D-List Superbugs: Chikungunya Virus

Featured on #FOAMED REVIEW 32ND EDITION – Thank you to Michael Macias from emCurious for the shout out!

Author: Erik A Berg (EM Resident Physician, Keck School of Medicine/Department of Emergency Medicine, LAC+USC Medical Center)//Editors: Jennifer Robertson MD, Alex Koyfman MD


The mosquito-born chikungunya virus (CHIKV) – a cause of an acute onset fever and polyarthralgias – was discovered in sub-Saharan Africa in 1952 and has subsequently been implicated in outbreaks in countries in Africa, Asia, Europe, and the Indian Ocean. As of late 2013, locally transmitted, laboratory confirmed infections have occurred in the Western Hemisphere, including in the United States in July 2014. Of the more than 800,000 suspected and confirmed cases in the Americas, over 80% have occurred in four Caribbean states: Dominican Republic, Martinique, Guadeloupe, and Haiti.

The virus is transmitted by mosquito species (Aedes Agyptiae and Aedes Albopictus) that are found throughout the Americas, including in both urban and rural parts of the United States. These same mosquitoes also serve as the primary vector for the dengue virus.

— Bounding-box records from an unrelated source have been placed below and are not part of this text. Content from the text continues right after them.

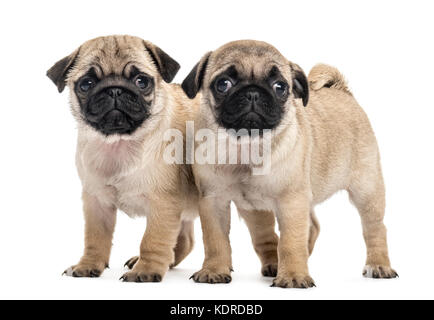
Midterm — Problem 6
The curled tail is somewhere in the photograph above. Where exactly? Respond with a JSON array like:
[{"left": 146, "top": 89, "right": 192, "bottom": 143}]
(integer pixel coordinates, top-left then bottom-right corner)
[{"left": 308, "top": 63, "right": 352, "bottom": 95}]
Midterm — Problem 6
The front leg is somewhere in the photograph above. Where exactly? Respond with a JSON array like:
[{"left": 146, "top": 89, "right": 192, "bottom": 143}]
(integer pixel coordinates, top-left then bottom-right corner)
[
  {"left": 64, "top": 191, "right": 116, "bottom": 278},
  {"left": 273, "top": 192, "right": 315, "bottom": 288},
  {"left": 121, "top": 199, "right": 181, "bottom": 282},
  {"left": 192, "top": 197, "right": 232, "bottom": 284}
]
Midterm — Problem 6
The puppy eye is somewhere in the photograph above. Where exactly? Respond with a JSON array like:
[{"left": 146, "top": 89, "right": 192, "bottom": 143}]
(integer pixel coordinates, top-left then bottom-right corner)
[
  {"left": 216, "top": 79, "right": 233, "bottom": 93},
  {"left": 80, "top": 78, "right": 96, "bottom": 92},
  {"left": 134, "top": 75, "right": 151, "bottom": 90},
  {"left": 273, "top": 81, "right": 288, "bottom": 98}
]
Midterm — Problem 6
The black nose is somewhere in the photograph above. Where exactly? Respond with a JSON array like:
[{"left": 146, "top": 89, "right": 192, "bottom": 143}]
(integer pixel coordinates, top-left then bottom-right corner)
[
  {"left": 246, "top": 90, "right": 259, "bottom": 102},
  {"left": 106, "top": 87, "right": 124, "bottom": 98}
]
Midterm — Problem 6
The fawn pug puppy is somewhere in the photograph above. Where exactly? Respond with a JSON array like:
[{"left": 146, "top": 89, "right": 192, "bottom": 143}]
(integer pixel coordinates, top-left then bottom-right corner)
[
  {"left": 47, "top": 36, "right": 197, "bottom": 282},
  {"left": 182, "top": 41, "right": 397, "bottom": 288}
]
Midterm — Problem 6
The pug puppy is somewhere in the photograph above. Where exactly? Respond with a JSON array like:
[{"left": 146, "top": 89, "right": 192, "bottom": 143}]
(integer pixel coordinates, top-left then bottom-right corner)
[
  {"left": 182, "top": 40, "right": 397, "bottom": 288},
  {"left": 47, "top": 36, "right": 197, "bottom": 282}
]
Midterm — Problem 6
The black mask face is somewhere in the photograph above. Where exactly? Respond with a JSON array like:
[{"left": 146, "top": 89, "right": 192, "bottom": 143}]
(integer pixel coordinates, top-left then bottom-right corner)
[
  {"left": 211, "top": 66, "right": 290, "bottom": 134},
  {"left": 75, "top": 69, "right": 154, "bottom": 135}
]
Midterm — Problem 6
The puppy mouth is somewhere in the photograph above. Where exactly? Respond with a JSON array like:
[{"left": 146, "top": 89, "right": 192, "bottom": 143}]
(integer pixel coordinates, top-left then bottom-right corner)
[
  {"left": 216, "top": 85, "right": 283, "bottom": 135},
  {"left": 98, "top": 109, "right": 133, "bottom": 135},
  {"left": 218, "top": 110, "right": 281, "bottom": 135},
  {"left": 83, "top": 88, "right": 149, "bottom": 135}
]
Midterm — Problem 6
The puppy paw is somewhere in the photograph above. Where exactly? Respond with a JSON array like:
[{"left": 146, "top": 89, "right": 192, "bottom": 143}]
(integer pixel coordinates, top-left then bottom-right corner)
[
  {"left": 124, "top": 256, "right": 139, "bottom": 270},
  {"left": 261, "top": 263, "right": 277, "bottom": 278},
  {"left": 190, "top": 269, "right": 232, "bottom": 284},
  {"left": 363, "top": 265, "right": 399, "bottom": 279},
  {"left": 119, "top": 258, "right": 165, "bottom": 282},
  {"left": 272, "top": 274, "right": 316, "bottom": 289},
  {"left": 62, "top": 264, "right": 104, "bottom": 278},
  {"left": 119, "top": 271, "right": 163, "bottom": 282}
]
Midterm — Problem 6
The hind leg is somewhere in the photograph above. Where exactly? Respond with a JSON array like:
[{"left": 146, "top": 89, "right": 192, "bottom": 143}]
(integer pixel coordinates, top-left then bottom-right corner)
[
  {"left": 170, "top": 221, "right": 194, "bottom": 268},
  {"left": 238, "top": 209, "right": 279, "bottom": 277},
  {"left": 124, "top": 221, "right": 194, "bottom": 270},
  {"left": 348, "top": 167, "right": 398, "bottom": 278},
  {"left": 309, "top": 209, "right": 320, "bottom": 255}
]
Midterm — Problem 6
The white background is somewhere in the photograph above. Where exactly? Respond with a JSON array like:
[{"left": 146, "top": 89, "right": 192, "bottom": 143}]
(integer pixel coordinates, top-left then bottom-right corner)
[{"left": 0, "top": 0, "right": 434, "bottom": 299}]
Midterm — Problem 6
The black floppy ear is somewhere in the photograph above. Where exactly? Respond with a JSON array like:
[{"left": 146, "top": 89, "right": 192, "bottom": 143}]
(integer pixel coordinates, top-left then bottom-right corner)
[
  {"left": 181, "top": 52, "right": 212, "bottom": 99},
  {"left": 47, "top": 48, "right": 80, "bottom": 92},
  {"left": 143, "top": 41, "right": 181, "bottom": 83},
  {"left": 292, "top": 64, "right": 309, "bottom": 107}
]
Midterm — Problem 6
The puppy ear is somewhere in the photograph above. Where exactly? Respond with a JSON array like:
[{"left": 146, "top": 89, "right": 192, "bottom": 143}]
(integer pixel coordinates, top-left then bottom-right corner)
[
  {"left": 47, "top": 48, "right": 80, "bottom": 92},
  {"left": 143, "top": 41, "right": 181, "bottom": 83},
  {"left": 291, "top": 64, "right": 309, "bottom": 107},
  {"left": 181, "top": 52, "right": 212, "bottom": 99}
]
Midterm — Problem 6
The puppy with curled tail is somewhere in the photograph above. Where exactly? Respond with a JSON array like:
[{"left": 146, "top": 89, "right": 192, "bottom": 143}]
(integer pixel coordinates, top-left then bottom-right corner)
[{"left": 182, "top": 40, "right": 397, "bottom": 288}]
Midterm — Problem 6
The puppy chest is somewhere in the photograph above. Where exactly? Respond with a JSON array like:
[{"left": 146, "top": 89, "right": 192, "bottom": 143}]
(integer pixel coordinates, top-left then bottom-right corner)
[
  {"left": 232, "top": 186, "right": 275, "bottom": 211},
  {"left": 107, "top": 179, "right": 150, "bottom": 217}
]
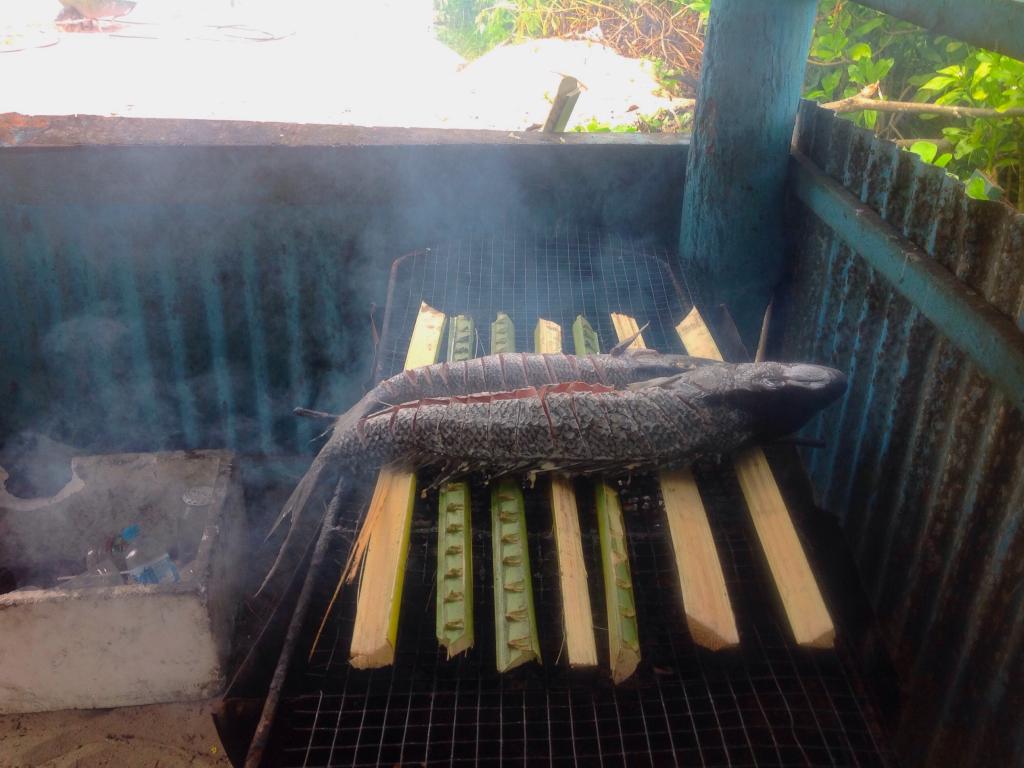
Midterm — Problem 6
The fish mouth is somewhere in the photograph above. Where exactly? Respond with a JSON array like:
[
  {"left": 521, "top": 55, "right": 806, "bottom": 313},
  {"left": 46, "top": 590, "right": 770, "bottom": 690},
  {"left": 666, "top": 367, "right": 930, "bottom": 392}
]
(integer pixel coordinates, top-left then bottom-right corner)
[{"left": 785, "top": 362, "right": 847, "bottom": 392}]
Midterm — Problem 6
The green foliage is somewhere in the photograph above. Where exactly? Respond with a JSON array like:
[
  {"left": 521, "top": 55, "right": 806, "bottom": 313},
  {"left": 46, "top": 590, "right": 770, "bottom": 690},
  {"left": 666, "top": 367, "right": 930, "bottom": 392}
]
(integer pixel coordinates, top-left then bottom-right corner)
[
  {"left": 437, "top": 0, "right": 1024, "bottom": 207},
  {"left": 805, "top": 0, "right": 1024, "bottom": 206},
  {"left": 916, "top": 50, "right": 1024, "bottom": 186},
  {"left": 910, "top": 141, "right": 953, "bottom": 168},
  {"left": 673, "top": 0, "right": 711, "bottom": 24},
  {"left": 572, "top": 117, "right": 638, "bottom": 133}
]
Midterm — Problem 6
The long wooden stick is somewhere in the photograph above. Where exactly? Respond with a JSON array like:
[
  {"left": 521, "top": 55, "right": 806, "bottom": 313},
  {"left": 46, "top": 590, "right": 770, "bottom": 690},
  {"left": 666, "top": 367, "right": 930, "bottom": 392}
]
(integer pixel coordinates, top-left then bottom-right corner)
[
  {"left": 676, "top": 307, "right": 836, "bottom": 648},
  {"left": 436, "top": 314, "right": 476, "bottom": 658},
  {"left": 349, "top": 303, "right": 445, "bottom": 669},
  {"left": 534, "top": 318, "right": 597, "bottom": 667},
  {"left": 572, "top": 314, "right": 640, "bottom": 684},
  {"left": 611, "top": 313, "right": 739, "bottom": 650}
]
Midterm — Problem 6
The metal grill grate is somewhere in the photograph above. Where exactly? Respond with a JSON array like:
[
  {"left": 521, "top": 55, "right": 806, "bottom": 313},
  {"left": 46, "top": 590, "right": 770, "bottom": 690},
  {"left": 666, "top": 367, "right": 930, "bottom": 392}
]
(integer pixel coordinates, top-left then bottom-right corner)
[{"left": 260, "top": 233, "right": 889, "bottom": 767}]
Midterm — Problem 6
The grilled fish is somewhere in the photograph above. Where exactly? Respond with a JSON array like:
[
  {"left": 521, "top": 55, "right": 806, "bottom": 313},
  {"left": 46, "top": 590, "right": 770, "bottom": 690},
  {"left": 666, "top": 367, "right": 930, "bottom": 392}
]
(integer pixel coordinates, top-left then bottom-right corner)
[{"left": 325, "top": 358, "right": 846, "bottom": 476}]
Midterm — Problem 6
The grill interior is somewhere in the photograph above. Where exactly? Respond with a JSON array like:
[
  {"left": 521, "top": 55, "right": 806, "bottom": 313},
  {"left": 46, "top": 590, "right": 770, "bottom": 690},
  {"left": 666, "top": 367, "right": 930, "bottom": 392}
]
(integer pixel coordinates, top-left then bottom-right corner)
[{"left": 260, "top": 231, "right": 891, "bottom": 766}]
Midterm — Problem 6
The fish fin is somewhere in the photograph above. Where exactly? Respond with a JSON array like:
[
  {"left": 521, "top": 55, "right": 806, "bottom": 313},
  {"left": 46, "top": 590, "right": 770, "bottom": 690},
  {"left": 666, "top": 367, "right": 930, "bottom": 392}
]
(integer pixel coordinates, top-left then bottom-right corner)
[
  {"left": 608, "top": 323, "right": 650, "bottom": 357},
  {"left": 626, "top": 371, "right": 688, "bottom": 392}
]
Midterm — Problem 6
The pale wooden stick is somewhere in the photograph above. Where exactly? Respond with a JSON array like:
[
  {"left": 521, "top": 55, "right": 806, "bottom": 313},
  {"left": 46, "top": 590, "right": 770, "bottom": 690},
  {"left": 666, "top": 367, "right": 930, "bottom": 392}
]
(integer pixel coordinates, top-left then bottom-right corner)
[
  {"left": 349, "top": 303, "right": 445, "bottom": 669},
  {"left": 676, "top": 307, "right": 836, "bottom": 648},
  {"left": 611, "top": 313, "right": 739, "bottom": 650}
]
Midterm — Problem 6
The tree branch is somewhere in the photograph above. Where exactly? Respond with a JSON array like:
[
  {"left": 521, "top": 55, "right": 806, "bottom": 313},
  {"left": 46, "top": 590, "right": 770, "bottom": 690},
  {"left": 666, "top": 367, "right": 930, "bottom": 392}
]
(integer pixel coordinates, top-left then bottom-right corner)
[{"left": 821, "top": 94, "right": 1024, "bottom": 118}]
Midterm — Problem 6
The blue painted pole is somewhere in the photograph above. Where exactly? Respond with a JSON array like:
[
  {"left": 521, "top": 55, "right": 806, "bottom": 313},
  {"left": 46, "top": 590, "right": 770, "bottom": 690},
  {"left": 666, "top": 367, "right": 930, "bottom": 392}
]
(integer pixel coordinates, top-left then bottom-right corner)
[{"left": 679, "top": 0, "right": 817, "bottom": 348}]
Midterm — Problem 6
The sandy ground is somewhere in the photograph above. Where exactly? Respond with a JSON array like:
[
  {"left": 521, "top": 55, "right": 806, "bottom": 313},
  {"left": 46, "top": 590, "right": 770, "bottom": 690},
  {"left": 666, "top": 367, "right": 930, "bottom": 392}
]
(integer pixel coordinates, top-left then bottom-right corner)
[
  {"left": 0, "top": 0, "right": 669, "bottom": 130},
  {"left": 0, "top": 701, "right": 230, "bottom": 768}
]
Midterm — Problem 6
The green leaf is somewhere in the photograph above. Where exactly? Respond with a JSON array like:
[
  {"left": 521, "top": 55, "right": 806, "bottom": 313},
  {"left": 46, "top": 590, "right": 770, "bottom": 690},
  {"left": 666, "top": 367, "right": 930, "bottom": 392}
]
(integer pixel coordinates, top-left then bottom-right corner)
[
  {"left": 910, "top": 141, "right": 939, "bottom": 163},
  {"left": 921, "top": 76, "right": 956, "bottom": 91},
  {"left": 854, "top": 16, "right": 886, "bottom": 37},
  {"left": 971, "top": 61, "right": 992, "bottom": 85},
  {"left": 966, "top": 176, "right": 989, "bottom": 200},
  {"left": 850, "top": 43, "right": 871, "bottom": 61}
]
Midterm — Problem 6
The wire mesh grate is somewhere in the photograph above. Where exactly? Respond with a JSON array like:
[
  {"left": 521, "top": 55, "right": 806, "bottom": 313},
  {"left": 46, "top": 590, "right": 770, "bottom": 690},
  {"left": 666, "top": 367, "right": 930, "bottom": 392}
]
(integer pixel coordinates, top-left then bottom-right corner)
[{"left": 267, "top": 232, "right": 891, "bottom": 768}]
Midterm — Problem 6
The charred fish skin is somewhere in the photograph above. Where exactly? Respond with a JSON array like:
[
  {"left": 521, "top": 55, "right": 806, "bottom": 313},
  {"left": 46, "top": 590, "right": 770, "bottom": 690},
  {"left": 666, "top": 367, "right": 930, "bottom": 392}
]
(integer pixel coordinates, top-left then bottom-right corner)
[
  {"left": 333, "top": 358, "right": 846, "bottom": 476},
  {"left": 342, "top": 349, "right": 709, "bottom": 423}
]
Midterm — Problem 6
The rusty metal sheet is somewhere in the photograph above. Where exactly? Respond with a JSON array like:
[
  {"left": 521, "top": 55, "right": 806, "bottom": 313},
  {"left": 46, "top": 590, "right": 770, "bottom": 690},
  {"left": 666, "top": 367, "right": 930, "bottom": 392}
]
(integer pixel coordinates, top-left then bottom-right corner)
[{"left": 782, "top": 104, "right": 1024, "bottom": 767}]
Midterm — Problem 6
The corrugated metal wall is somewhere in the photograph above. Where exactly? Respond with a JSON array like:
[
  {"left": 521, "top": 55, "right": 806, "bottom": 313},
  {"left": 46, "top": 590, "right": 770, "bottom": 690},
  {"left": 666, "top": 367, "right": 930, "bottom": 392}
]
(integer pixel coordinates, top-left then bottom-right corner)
[
  {"left": 0, "top": 135, "right": 687, "bottom": 454},
  {"left": 783, "top": 103, "right": 1024, "bottom": 766}
]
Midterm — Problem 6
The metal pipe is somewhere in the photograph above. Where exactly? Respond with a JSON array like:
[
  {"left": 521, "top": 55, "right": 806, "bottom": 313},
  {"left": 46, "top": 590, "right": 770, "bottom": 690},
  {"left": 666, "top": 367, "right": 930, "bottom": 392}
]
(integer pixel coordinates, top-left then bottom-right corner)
[
  {"left": 857, "top": 0, "right": 1024, "bottom": 59},
  {"left": 679, "top": 0, "right": 817, "bottom": 348},
  {"left": 793, "top": 153, "right": 1024, "bottom": 410}
]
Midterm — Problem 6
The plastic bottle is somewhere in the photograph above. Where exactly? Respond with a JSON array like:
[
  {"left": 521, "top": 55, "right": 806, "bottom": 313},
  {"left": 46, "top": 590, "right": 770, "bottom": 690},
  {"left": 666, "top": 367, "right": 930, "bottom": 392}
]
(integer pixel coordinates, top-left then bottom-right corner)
[
  {"left": 121, "top": 525, "right": 181, "bottom": 584},
  {"left": 60, "top": 547, "right": 124, "bottom": 590}
]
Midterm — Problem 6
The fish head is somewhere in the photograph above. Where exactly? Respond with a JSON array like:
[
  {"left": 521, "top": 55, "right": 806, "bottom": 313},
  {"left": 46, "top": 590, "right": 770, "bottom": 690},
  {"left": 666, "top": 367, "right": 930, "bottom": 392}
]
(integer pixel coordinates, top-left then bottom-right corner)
[{"left": 716, "top": 362, "right": 847, "bottom": 440}]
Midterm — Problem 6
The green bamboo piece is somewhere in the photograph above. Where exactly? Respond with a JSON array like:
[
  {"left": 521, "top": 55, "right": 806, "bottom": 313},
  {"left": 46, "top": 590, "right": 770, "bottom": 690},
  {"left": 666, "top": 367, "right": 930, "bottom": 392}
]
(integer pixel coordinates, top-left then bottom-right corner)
[
  {"left": 572, "top": 314, "right": 640, "bottom": 683},
  {"left": 490, "top": 312, "right": 515, "bottom": 354},
  {"left": 490, "top": 480, "right": 541, "bottom": 672},
  {"left": 595, "top": 482, "right": 640, "bottom": 683},
  {"left": 572, "top": 314, "right": 601, "bottom": 354},
  {"left": 490, "top": 312, "right": 541, "bottom": 672},
  {"left": 436, "top": 314, "right": 476, "bottom": 658}
]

The incubation period for CHIKV is typically 2-4 days3, but CHIKV should be suspected in any patient with an acute onset fever, severe polyarthralgias and recent travel to endemic/epidemic areas within 2 weeks of symptom onset. Patients may variably present with nonspecific symptoms including maculopapular rash, headache, myalgias, and conjunctivitis. Shortly after the onset of fever, the majority of infected persons develop severe, often debilitating polyarthralgias. The polyarthralgias are characteristically bilateral and symmetric and most commonly located in small joints (ankle, wrist, hand) and can last for weeks to months.
The differential diagnosis for an acute fever with polyarthralgias should include both infectious and rheumatologic conditions. Most importantly for emergency physicians, there are three potentially fatal infectious diseases that can present similarly to CHIKV and share overlapping geographic distributions

(1) Leptospirosis: can cause acute fever, jaundice, myalgias localized mainly in calves, and conjunctival suffusion. Conjunctival suffusion and myalgias are considered pathognomonic of leptospirosis. Serology most commonly confirms the clinical diagnosis.

(2) Dengue fever: can cause malaise, headache (especially in the retro-orbital area), and muscle aches. The diagnosis is established clinically and confirmed with serology .

(3) Malaria: can present with paroxysms of chills and rigor followed by fever spikes, and other nonspecific symptoms including headache, fatigue, myalgia, and nausea. Diagnosis is by direct microscopy (“thick and thin” blood smears).

In fact, “chikungunya” is derived from a word in a Tanzanian dialect meaning “that which bends up,” which refers to the bent or stooped posture that infected patients take due to their joint pain. (Ref: Burt FJ, Rolph MS, Rulli NE, et al. Chikungunya: a re-emerging virus. Lancet. 2012;379:662-671)
Conjunctival suffusion should be differentiated from conjunctival injection (non-uniform redness) or subconjunctival hemorrhages (Ref: Travel-Acquired Leptospirosis)

Laboratory workup for CHIKV is generally non-specific but may show lymphopenia (as in many arboviral diseases).

Treatment for CHIKV is limited to supportive care: rest, fluids, antipyretics, and analgesics.

Patients being discharged should be instructed on mosquito control and avoidance. The Aedes mosquitoes are known to be aggressive daytime biters. Patients infected with chikungunya virus should avoid further mosquito exposure during the first week of illness to reduce the risk of further transmission. In addition, patients should be introduced to the possibility of chronic or relapsing polyarthralgic symptoms.


Centers for Disease Control and Prevention. (2014). Chikungunya, Information for Vector Control. Retrieved from http://www.cdc.gov/chikungunya/pdfs/CHIKV_VectorControl.pdf
PAHO (2014). Number of reported cases of Chikungunya fever in the Americas – EW 46. Retrieved from http://www.paho.org/hq/index.php?Itemid=40931
Chen LH, Wilson ME. Dengue and chikungunya infections in travelers. Curr Opin Infect Dis. 2010 Oct;23(5):438-44.
Wattal C, Goel N. Infectious disease emergencies in returning travelers: special reference to malaria, dengue fever, and chikungunya. Med Clin North Am. 2012 Nov;96(6):1225-55.
Morens DM, Fauci AS. Chikungunya at the door–déjà vu all over again? N Engl J Med. 2014 Sep 4;371(10):885-7. doi: 10.1056/NEJMp1408509. Epub 2014 Jul 16.